После приказа о выезде односельчане их больше не замечали – как будто семья Еглик исчезла. «Когда нас выселили, у нас был 8-месячный ребёнок. Раньше у нас было восемь коров, а теперь у нас не было для ребенка и полулитра молока. Я пошел в магазин, где торговал человек, у которого мы часто покупали продукты. Его фамилия была Врба. Я его спросил: "Пан Врба, можете мне продать пол литра молока?" Он на меня посмотрел и сказал: ˝Для вас у меня уже ничего нет. Вы уже должны были отсюда уехать˝».
Семья была выслана в пограничную область. Из Убоче им было приказано отправляться в Силезию, в Горни Форшт у Яворника.
«Мы ехали на поезде – жена держала ребенка на руках. У нас не было ничего – чай жена подогревала на свече. Добирались мы сутки. За нами приехали к станции на четырёхместном автомобиле, в котором сидел полицейский с пистолетом. Туда посадили меня, отца и мать. Потом я вернулся за женой с ребенком. Мы их вообще не интересовали. Когда мы уезжали, сыну было восемь месяцев, и ему нужно было делать прививки, однако на нас это не распространялось – мы уже не считались людьми. Я не знаю, откуда это взялось, ведь мы всегда со всеми ладили – я никогда не отказывался помочь, возил соседям цемент и другие необходимые материалы. Мой отец всегда был очень коммуникабельным, его все любили. Не знаю… Это была зависть из-за того, что нас есть имущество. И ещё политика. Они видели, что выселить могут любого, и все боялись».
Составляя воспоминания для проекта «Память народа», Йозеф Еглик написал: «Мы там прожили всю жизнь, и я никогда не думал, что живу среди врагов. Однако, когда мы попали в Силезию, никто нас там не навестил, даже не написал. Никто нас не оплакал, у нас просто отобрали имущество. Теперь, когда мне вернули землю, меня приглашают зайти. Но когда я приезжаю в деревню, то всегда вспоминаю, как эти люди тогда себя вели».
В поселке Горни Форшт семья получила под жилье старый дом, оставшийся от депортированных немцев. Несколько лет он стоял пустой и обветшал. Начинать Егликам пришлось с нуля, с самой низкой зарплатой. Йозеф и отец работали на государственном сельхозпредприятии. Мать Йозефа, уже очень больная, заботилась о внуке. Жена Анна работала на поле и кормила скотину.
«Я был готов к тому, что за похороны отца в родной деревне меня арестуют»
Им было запрещено находиться в населенных районных пунктах, и Анна не могла даже съездить к родителям.

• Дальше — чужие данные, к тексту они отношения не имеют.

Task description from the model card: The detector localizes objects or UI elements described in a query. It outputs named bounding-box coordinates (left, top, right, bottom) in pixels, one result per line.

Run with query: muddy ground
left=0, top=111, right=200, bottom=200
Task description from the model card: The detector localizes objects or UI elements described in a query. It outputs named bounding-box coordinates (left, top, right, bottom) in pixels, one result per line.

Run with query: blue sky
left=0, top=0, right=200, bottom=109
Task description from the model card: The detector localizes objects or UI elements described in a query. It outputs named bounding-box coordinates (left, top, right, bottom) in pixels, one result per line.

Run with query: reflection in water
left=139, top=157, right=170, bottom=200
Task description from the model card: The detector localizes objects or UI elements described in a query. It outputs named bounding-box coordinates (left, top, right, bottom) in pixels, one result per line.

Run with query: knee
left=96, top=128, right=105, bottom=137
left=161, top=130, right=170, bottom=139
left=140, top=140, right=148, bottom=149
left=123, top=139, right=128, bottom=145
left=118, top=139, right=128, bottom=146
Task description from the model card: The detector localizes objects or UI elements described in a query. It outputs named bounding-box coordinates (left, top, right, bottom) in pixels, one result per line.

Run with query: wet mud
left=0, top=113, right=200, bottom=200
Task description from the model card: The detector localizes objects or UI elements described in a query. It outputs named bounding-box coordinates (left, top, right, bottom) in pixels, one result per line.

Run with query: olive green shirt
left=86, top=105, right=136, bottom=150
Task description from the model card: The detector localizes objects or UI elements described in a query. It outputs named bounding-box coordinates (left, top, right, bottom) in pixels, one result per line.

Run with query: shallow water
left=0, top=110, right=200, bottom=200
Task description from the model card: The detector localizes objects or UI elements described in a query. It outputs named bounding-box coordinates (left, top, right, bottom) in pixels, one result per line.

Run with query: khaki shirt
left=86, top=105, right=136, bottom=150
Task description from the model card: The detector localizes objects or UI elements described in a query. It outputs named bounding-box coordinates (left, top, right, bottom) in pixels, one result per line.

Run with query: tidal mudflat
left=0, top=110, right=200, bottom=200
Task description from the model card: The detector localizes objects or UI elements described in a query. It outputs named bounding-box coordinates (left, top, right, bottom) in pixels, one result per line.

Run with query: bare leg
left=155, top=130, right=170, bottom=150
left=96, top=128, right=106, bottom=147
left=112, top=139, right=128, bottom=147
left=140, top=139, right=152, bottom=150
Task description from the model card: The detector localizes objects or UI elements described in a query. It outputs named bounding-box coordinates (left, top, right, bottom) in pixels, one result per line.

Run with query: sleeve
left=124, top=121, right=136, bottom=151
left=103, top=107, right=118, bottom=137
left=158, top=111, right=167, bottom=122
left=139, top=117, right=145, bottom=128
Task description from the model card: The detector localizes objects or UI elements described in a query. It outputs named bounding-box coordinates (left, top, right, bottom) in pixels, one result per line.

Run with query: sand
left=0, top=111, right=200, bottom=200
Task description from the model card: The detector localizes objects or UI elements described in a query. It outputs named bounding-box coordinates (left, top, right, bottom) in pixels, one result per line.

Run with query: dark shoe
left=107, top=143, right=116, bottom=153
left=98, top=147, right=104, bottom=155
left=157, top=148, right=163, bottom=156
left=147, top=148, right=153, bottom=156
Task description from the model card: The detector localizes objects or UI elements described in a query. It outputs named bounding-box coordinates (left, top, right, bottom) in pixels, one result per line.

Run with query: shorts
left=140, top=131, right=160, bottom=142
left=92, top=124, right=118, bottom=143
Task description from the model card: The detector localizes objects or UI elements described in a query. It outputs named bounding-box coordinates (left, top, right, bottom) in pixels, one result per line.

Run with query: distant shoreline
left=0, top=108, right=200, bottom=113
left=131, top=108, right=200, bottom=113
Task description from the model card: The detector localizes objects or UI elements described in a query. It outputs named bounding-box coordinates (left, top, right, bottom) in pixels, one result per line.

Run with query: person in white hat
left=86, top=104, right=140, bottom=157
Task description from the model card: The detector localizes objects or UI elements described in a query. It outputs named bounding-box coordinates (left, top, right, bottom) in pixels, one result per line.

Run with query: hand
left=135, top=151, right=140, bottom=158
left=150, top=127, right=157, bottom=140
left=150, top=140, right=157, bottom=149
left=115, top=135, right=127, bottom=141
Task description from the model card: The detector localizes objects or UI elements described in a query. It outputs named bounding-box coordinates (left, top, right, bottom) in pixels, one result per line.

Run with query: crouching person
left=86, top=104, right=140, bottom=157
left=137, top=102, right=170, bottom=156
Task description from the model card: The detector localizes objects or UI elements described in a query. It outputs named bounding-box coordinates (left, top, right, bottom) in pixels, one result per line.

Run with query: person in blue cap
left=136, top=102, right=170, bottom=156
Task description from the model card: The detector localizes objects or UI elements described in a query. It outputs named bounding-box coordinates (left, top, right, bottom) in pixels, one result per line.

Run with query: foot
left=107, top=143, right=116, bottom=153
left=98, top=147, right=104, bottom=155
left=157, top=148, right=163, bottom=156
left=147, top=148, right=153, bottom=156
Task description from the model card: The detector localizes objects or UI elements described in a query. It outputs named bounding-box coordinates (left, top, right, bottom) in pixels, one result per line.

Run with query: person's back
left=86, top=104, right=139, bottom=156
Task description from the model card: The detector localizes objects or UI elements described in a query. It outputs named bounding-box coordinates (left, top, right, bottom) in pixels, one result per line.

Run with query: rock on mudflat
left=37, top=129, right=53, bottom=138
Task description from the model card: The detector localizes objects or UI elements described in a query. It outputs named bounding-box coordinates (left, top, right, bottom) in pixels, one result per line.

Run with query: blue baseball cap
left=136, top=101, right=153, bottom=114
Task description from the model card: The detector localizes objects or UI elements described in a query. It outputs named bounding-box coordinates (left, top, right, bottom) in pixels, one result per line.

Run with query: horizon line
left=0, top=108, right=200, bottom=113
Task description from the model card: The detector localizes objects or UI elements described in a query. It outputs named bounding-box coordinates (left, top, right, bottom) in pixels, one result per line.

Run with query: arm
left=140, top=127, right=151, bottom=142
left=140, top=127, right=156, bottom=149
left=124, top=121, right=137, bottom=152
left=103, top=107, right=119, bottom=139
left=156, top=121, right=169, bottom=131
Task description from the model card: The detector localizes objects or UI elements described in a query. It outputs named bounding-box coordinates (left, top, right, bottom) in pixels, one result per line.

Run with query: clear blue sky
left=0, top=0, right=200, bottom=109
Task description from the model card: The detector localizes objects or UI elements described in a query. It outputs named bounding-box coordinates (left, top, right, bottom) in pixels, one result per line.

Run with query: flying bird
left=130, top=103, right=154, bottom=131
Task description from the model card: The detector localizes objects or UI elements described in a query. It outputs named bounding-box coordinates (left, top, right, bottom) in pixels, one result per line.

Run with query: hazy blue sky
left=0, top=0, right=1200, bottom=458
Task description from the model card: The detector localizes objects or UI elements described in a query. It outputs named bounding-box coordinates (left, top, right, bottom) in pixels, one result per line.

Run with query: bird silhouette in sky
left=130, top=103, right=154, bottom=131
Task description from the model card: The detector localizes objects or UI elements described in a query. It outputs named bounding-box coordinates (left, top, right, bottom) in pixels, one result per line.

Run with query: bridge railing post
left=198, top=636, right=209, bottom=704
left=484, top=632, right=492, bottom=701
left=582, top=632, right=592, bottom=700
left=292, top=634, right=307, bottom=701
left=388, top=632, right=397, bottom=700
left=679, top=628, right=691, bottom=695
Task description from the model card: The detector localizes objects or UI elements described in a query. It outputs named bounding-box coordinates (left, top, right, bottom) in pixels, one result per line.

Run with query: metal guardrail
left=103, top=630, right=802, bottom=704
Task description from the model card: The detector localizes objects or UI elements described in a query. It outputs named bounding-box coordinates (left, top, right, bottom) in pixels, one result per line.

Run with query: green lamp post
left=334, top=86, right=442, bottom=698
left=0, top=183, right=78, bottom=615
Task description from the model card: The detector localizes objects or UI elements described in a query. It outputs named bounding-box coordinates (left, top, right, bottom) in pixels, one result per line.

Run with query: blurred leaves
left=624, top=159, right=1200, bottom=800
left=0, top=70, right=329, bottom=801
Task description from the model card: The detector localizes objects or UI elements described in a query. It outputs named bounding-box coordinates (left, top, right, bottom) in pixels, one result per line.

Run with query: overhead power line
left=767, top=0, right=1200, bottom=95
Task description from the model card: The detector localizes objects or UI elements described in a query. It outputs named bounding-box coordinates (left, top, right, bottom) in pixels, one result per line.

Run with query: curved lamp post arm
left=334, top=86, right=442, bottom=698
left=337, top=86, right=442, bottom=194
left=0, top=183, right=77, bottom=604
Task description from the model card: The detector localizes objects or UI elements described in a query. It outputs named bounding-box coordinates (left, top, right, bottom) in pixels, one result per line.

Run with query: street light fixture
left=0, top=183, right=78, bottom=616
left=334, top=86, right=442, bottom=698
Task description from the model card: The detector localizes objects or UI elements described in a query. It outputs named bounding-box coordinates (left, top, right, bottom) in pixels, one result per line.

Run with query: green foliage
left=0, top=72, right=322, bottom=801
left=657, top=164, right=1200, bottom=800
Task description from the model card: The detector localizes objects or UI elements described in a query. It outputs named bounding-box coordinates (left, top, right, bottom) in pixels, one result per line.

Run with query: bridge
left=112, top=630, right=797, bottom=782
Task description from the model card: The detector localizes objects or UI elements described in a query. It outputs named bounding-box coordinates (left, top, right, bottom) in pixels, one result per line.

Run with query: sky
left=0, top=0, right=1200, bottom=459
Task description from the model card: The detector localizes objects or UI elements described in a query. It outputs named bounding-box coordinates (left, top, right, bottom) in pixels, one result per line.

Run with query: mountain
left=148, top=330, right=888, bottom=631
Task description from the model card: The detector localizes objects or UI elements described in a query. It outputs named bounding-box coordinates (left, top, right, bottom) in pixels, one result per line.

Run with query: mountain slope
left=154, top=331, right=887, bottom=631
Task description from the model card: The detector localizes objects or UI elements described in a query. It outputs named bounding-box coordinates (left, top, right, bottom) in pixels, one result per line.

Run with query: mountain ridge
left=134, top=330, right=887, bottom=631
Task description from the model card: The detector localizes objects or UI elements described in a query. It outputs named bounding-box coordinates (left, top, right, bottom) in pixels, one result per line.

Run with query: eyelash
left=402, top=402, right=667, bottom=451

Потребовался год переписки с государственными структурами, чтобы в 1956 году ей разрешили короткую поездку.
Отец Йозефа тосковал по родным местам, но никогда их не увидел. Он умер в Силезии в 1960 году. «Я решил – никого ни о чем спрашивать не буду, похороню его дома. Заказал катафалк и перевез в соседнюю с нашей деревню, где жил его брат. Оттуда погребальная процессия проследовала до Убочице. Я был готов к тому, что меня арестуют».
Гораздо позже семья Еглик переехала в родные места, поселившись в районе Домжлице, но в деревне Убоче они больше не жили. После «бархатной» революции Йозефу Еглику в ходе реституции вернули подворье и землю – все оказалось опустошено и разрушено. Хозяин отремонтировал здания, но жить там больше не хотел.
Йозеф Еглик скончался 28 декабря 2017 года в возрасте 90 лет.